Ma Chère,
T'écrire
de mon exil ! … Mais que dire ? Que dire, après le souffle qui soupire,
le ventre qui se déchire, la raison qui délire et tant de temps à
souffrir. Que dire ? Depuis la nuit des temps, tu as lutté pour
éclairer et rester le phare de l'Humanité, lutter pour dire non à
l'absurde et à l'obscurité, lutter farouchement pour préserver le joyau
des civilisations.
Ma Chère,
Que dire ! Que dire aux
mots lourds et insensés, aux mots guerres complotées, mots malades,
mots-fiel, la bile noire que je dégueule. Comment te dire des choses,
t'entendre, te lire et t'écrire quand le cœur des sciences et des
lumières s'embrase et devient le vagin de l'enfer. Quand le chaos et
l'horreur rythment ton quotidien. Quand tout est saccagé, pillé et
brûlé, l'intimité souillée, violée et le corps éventré, crie le fœtus
arraché à sa maman. Sur le chemin de l'école, la barbarie fauche
l'enfant à la vie. Ici et là, dans les flaques écarlates un cartable
démembré, nu et sans dictée, un qalam calciné, gribouillé sur la
feuille amputée un palmier vert inachevé ; plus loin, un buvard
désemparé, terrifié buvant l'encre coagulé et tente d'abreuver l'enfant
inanimé ses doigts tiennent à peine la page du livre déchiqueté qui
gémit au gré du souffle terrifié, de sang et de cris mouillé hurle dans
la gueule de l'humanité... Mon Dieu ! Quel récit ! Les mots sont
tellement difficiles, lourds et incompris. Le verbe n'a pas sa place
ici, le silence avait déjà tout dit.
Ma Chère,
Complots
macabres pris au piège de leurs mensonges. Foutaise ! Tant de
résolutions, de lois, de droits détournés et bafoués, honte aux nations
désunies. Honte aux Guantanamo improvisés dans les royaumes des
scorpions, le monde entier découvre les soldats amers, ricanent et
s'exhibent en poses immondes et obscènes, fiers de leurs jeux
crapuleux, sadiques et sataniques. Les détenus dénudés, violentés,
castrés, torturés et à la fin achevés. L'autre dictateur bombarde,
assassine piétine et défigure la mémoire, l'histoire du visage
illuminé.
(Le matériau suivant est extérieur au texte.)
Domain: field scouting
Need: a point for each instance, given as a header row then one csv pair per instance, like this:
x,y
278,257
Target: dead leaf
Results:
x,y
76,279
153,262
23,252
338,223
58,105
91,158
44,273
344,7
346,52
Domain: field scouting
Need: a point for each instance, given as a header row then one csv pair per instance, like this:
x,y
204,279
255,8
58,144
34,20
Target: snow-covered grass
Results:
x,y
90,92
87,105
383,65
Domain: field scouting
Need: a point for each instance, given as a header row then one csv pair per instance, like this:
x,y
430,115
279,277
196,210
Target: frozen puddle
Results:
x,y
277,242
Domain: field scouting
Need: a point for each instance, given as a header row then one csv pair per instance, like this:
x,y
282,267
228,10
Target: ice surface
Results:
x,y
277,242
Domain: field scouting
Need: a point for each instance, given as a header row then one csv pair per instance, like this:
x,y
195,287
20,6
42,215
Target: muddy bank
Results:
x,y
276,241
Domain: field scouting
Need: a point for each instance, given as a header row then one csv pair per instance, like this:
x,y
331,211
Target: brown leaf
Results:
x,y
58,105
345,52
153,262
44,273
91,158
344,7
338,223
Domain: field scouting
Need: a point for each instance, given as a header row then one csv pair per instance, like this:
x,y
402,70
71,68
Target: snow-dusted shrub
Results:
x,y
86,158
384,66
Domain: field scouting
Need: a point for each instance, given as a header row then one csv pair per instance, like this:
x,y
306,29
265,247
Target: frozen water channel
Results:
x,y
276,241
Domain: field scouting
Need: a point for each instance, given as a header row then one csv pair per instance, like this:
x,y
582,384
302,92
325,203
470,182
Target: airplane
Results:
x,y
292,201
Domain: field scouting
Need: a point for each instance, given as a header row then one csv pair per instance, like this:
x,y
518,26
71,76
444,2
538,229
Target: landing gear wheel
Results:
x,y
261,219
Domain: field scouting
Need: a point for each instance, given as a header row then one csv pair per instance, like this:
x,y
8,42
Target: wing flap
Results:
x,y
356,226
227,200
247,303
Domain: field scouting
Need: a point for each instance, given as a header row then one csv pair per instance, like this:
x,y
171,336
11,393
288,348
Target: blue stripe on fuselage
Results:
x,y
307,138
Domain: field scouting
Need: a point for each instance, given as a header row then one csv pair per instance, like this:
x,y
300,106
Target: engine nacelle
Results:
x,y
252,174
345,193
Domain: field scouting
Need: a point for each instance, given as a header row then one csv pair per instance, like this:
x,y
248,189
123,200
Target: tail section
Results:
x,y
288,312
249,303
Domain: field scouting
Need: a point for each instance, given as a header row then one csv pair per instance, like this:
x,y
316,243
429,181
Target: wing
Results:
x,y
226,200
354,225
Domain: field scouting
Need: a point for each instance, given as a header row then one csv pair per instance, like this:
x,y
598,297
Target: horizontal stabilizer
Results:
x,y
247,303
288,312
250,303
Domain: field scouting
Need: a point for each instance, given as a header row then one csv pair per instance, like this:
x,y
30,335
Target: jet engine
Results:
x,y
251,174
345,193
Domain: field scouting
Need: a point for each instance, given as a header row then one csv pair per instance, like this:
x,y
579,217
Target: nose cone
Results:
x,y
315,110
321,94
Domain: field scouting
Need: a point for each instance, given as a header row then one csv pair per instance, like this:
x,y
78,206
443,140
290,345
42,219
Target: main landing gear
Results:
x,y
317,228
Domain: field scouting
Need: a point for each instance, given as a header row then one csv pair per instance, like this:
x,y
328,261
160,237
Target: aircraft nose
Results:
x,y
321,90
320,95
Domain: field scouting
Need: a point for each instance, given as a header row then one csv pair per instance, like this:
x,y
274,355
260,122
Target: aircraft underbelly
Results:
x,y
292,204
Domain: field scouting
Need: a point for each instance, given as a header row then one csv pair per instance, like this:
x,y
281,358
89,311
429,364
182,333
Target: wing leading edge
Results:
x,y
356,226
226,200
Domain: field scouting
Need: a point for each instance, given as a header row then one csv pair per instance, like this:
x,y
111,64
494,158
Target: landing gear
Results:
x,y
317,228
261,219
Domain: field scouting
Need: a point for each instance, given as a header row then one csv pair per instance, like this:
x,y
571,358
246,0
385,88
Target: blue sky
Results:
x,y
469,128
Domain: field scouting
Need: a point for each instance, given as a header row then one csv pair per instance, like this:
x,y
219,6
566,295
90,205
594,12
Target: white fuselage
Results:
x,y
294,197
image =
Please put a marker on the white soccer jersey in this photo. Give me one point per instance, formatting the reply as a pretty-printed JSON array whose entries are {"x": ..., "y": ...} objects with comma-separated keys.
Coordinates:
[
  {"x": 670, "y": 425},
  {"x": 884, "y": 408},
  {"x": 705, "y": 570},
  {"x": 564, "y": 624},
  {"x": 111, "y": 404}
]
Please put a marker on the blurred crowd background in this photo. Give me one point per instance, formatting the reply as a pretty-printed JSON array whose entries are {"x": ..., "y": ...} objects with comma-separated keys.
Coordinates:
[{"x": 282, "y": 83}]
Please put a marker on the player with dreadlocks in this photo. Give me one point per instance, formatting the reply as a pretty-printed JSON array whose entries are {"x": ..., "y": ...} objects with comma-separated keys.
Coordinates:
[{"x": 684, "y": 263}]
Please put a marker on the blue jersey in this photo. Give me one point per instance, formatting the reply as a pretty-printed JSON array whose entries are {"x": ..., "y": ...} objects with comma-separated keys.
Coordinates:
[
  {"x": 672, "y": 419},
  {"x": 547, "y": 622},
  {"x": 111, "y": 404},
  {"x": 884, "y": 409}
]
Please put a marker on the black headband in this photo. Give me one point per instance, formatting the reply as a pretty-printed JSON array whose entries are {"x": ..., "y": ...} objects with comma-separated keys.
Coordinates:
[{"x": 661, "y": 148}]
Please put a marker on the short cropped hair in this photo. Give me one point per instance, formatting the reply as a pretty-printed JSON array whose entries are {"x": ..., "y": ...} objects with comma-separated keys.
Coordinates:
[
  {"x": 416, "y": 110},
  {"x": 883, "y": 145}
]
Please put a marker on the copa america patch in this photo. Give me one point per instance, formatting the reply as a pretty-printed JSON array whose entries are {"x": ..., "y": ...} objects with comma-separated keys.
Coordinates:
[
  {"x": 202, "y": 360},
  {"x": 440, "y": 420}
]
Ainsi, on ose civiliser ! On prétend instaurer la démocratie
! On prétend des guerres propres et chirurgicales, enrobées même de
poésie ! : Bouclier du désert, Tempête du désert, liberté immuable…Mon
Dieu quelle hypocrisie !
Ma Chère,
Comment t'écrire
alors qu'on a brûlé le qalam du poète, on a assassiné sa muse et brisé
son vers ; alors que les morts effrayés, quittent rapidement les
cimetières profanés ; l'horreur persécute inlassablement leur âme
courant dans tes entrailles, courant plus vite encore, hurle et se
jette dans l'Euphrate pour éteindre son corps enflammé. Que dire à la
sauvagerie ? Que dire à la barbarie humaine ? Hélas ! On s'est éloigné
de la raison, de la sagesse et de la poésie. On a oublié la tendresse,
la chaleur et l'odeur de la terre. On n'entend ni les ruisseaux qui
fredonnent les saisons, ni le chant des oiseaux, des fleurs et des
cœurs et on n'admire plus le soleil qui se couche dans nos regards. On
n'entend même plus rien, ni la nuit émerveillée qui déploie ses ailes
pour apaiser le poète égaré et ni même le rire des étoiles qui se
promènent au seuil de la nuit sur le pavé de l'aurore.
Ma Chère,
Je
pense à toi. Je te lis. Je te lis dans le giron des vagues messagères.
Je te lis dans le sable mouvant d'Arabie. Je te lis sur les ailes du
souffle harassé. J'entends. J'entends tes vagissements et tes douleurs
qui déchirent le ciel endeuillé. De mon exil, de la rive bleue qui
semble perdre sa splendeur, seule, avec les goélands qui se laissent
aller sans envie sur le dos des lents flots attristés, je t'écris. Je
t'écris et je pleure le sang des innocents, le sang de mes frères et
sœurs qui s'évapore dans l'éther et j'attends inlassablement toute ma
vie qu'il se métamorphose en rosée sur la rose au bord du pré éclose.